The inaugural pedal from Summer School Electronics prioritizes simple and clear overdrive above complex tone shaping.
Cost & Overview: $149.99 from SummerSchoolElectronics.com
Hailing from Syracuse, NY Summer School Electronics is led by a part time teacher/part time punk rocker whose first release to the world of pedals is an updated take on the DOD 250 and MXR Distortion+. The Gus-Drive, named after his loveable dog (as if there was an unlovable dog) is a two knob overdrive with volume (Bark) and gain (Howl) controls. With an impressive range from subtle to saturated, the Gus-Drive can be both distortion and overdrive, depending on how you want to use it. Convenient modern features like top mounted jacks help make the Gus Drive pedalboard friendly, and the pedal is powered by your standard 9v supply.
Review & Opinion:
I really favored the Gus Drive with the gain turned all the way up, leaving volume at unison with the amp. This creates a very crisp distortion that sounds full and amp-like, with no extraneous compression or muddiness. In fact, it is a relatively treble-rich gain, as opposed to the bass heavy sounds of many dirt boxes. I suppose that is where the DOD 250 gets its reputation as a “crispy” overdrive/distortion. But in this case, it works very well with humbuckers that I might otherwise find a bit too bass rich.
While I’m not very educated on the internal diode and clipping schematics, it seems this is one with quite a bit of headroom, as there is a lot of boost and light drive sounds in the Gus Drive. Specifically, it has a very wide range of overdrive just within the sweep of the Howl knob. I think many players would find this to be an exception treble boost even, though I definitely think it comes alive at the highest gain settings for garage and punk rock power chords. Another nice feature is the sensitivity of the volume knob, which doesn’t drastically jump up in output once you move past noon. While some people love their pedals loud, it does bother me when a pedal only has a “quiet-unison-way too loud” form factor. This is not the case, with a variety of subtle volume jumps to help dial in the right tone based on the pickup choice.

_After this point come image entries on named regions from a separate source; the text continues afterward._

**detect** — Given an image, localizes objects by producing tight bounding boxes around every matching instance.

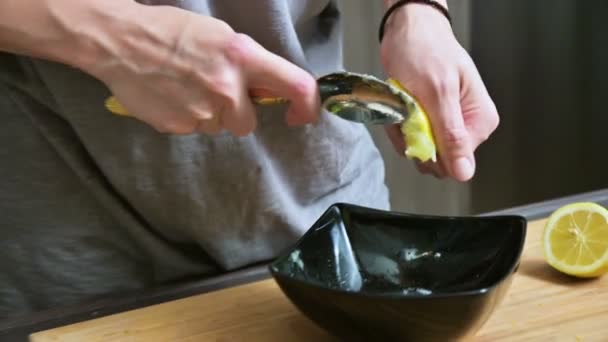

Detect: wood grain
[30,220,608,342]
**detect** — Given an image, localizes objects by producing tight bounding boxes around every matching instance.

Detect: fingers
[460,55,500,148]
[229,35,320,125]
[410,73,475,181]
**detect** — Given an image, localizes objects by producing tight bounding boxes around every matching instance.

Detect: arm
[0,0,132,67]
[381,0,499,181]
[0,0,320,135]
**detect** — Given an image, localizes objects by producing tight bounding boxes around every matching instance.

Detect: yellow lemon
[542,202,608,278]
[387,79,437,162]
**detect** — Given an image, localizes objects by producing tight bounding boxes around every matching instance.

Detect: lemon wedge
[542,202,608,278]
[387,78,437,162]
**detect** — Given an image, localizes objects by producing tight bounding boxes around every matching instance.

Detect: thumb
[419,80,475,182]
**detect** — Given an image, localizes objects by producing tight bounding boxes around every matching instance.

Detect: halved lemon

While I don’t have much experience with the circuits that inspired the Gus Drive, this feels like a very nice take on the idea of the smooth, preamp overdrive associated with ’70s music. The ability to add sustain with the flexible gain level also seems well suited to play nicely with tube amplifiers. And while I record my demos with amp/cab sims for simplicity, I was really loving how this accentuated the natural gain in my Vox AC15.
Conclusion & Final Rating: 7.5 out of 10
Overall I’m very impressed with the Gus Drive and only have mild comments on the pedal as a whole. I do love supporting local builders, or atleast domestic builders, but $150 is a bit steep when there is no shortage of 250s/MXR Distortion+ pedals ranging from $75-$100. However, a vintage one will definitely set you back quite a bit, and this feels like a bit more solid than whatever import reissue of the 250 is probably floating around right now. So if you want that classic, preamp gain with sizzle, I do think this is a worthy investment. Though it is overflowing with “value” points all the same.
You can definitely tell though that this pedal was built by a player, because it is convenient, quiet, and honestly just a lot of fun. I would say it really works best as a distortion, though it has a no shortage of room to find your favorite low gain/high volume tones for pushing a tube amp. And there is something to be said for pedals with stripped down controls, there’s no room to hide bad sounds or poor wiring! And fortunately, the Gus Drive possesses neither of those two features and is a really great introduction into the pedal world for Summer School Electronics.